What seems to work great for getting more people to read my blog is being listed in so many places in the sidebar of the famous Alas, a Blog! I'm very grateful and extremely pleased. Thanks!
Posted by: Echidne on February 25, 2004 04:16 PMSimon: my site host's logs list referrals as the last page a visitor was on, regardless of whether they actually clicked a link there or not.
e.g., I have recurring referrals from iaea.org (not huge numbers, but enough that it's noticeable, esp. early in the month) I'm pretty sure the International Atomic Energy Agency doesn't have a link to bigfool.com ANYWHERE on their site--I suspect I have a reader who works there, so that's his/her home page, but after opening the browser and loading the home page, s/he types in my URL.

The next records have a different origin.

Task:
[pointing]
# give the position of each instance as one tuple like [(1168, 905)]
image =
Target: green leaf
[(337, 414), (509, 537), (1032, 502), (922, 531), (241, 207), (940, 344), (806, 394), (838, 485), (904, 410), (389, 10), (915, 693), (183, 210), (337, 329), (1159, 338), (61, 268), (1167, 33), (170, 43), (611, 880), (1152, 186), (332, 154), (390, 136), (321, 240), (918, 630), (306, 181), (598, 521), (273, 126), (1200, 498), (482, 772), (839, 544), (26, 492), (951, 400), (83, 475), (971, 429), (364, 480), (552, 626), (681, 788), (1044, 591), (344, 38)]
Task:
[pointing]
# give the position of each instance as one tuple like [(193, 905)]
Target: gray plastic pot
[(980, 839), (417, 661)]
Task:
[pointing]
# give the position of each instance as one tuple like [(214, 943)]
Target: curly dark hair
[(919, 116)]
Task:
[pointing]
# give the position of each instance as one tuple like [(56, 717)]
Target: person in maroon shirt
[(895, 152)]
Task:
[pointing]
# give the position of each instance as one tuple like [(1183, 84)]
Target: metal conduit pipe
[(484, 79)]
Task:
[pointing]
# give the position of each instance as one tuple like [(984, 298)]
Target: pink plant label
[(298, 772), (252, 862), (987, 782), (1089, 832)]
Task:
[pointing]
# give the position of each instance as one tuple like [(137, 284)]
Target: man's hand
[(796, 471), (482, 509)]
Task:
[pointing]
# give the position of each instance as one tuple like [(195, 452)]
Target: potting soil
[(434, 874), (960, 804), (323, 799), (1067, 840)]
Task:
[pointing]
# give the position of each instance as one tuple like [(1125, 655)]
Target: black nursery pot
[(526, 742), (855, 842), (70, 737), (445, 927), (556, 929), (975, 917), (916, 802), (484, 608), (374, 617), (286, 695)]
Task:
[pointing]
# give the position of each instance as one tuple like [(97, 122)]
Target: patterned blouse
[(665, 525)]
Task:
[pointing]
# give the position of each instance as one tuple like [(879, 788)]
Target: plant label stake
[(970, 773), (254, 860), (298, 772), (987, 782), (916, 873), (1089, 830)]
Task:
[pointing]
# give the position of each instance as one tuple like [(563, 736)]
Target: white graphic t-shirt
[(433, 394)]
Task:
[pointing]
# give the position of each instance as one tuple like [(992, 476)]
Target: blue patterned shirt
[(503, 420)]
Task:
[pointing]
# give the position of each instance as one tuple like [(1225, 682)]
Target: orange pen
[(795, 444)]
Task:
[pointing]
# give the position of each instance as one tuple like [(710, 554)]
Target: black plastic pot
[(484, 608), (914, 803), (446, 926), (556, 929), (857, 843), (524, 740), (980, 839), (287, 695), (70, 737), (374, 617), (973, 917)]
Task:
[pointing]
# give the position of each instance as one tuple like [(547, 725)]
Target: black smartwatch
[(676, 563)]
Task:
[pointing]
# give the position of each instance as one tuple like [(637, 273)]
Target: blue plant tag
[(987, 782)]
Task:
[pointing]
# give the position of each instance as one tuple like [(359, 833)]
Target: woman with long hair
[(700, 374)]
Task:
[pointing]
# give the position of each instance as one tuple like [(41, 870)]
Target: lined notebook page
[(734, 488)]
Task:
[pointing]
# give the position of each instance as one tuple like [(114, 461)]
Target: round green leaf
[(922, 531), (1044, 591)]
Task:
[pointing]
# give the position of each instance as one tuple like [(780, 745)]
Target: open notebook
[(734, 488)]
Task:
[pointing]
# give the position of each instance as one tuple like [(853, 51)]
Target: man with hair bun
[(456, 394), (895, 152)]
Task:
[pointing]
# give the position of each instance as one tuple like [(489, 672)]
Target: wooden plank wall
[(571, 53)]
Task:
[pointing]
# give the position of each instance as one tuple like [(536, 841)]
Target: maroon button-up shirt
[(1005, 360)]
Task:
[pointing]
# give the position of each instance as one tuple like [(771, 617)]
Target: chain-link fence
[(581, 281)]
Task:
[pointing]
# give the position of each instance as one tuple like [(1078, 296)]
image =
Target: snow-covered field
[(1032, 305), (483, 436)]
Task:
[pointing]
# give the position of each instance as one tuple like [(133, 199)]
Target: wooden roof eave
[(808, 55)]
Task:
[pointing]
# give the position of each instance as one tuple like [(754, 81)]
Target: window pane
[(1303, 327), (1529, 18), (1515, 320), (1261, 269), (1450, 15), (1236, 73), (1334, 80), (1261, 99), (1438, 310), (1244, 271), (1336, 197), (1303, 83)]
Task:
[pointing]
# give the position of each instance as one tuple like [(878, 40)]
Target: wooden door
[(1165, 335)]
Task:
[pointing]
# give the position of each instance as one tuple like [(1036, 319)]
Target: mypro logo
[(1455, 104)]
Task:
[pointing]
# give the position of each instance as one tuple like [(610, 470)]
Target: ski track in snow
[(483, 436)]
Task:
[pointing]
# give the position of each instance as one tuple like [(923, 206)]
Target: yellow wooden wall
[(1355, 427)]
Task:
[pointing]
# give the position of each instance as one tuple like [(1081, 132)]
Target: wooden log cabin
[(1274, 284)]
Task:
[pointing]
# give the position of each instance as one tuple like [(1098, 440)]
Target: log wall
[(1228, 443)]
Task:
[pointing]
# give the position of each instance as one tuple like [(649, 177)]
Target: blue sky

Posted by: Carl on February 26, 2004 07:03 AMSorry, double post. To follow on Ampersand's first point, update frequently and well: if you have MT or another system that allows for multiple authors, consider adding a co-blogger. Find a friend or frequent commenter who really should have a blog but doesn't, and bring 'em on board. It will immediately increase the frequency of new posts at your site and give people more incentive to revisit. I recently asked an old college buddy to post on my site, and within three weeks he had gotten a specific post linked at Orcinus, tripling our traffic for a couple of days.
Posted by: Carl on February 26, 2004 07:06 AMI know that I would likely get more hits if I spent more time putting witty, well-written and insightful comments on other people's blogs. The problem is that I have an unfortunately minute supply of wit, insight, and time and energy to write well. I save that up for my own blog.
In fact, two-thirds of the time I start typing in a comment on a blog, I re-read it, think 'gosh, that's a waste of any reader's time, and certainly won't get me any more readers' and delete the thing. I ain't particularly diffident, but I am aware that if I've dashed off a comment in two minutes, the odds are pretty good it's crap.
I spend a bit of time on most of my blog notes; I am trying to write actual mini-essays (such as the terrific one I'm responding to now), rather than post a quick link to the same story everybody has already read.
On the other hand, it's a good point that I should email a person when their blog sparks a post on my own. That doesn't take much time, and is only polite; in future I will do so. Thanks for that.
Redintegro Iraq,
-V.
Pictures of naked marmosets getting married via secret Republican rituals in Branson, Missouri always spins my sitemeter.
Friday economic-graph blogging works, but only when drawn on Greenspan's droopy buttocks with day-glo paint.
Posted by: Kevin Hayden on February 26, 2004 05:44 PMSnarky, unhelpful comments never boost traffic, however. Don't even think of it.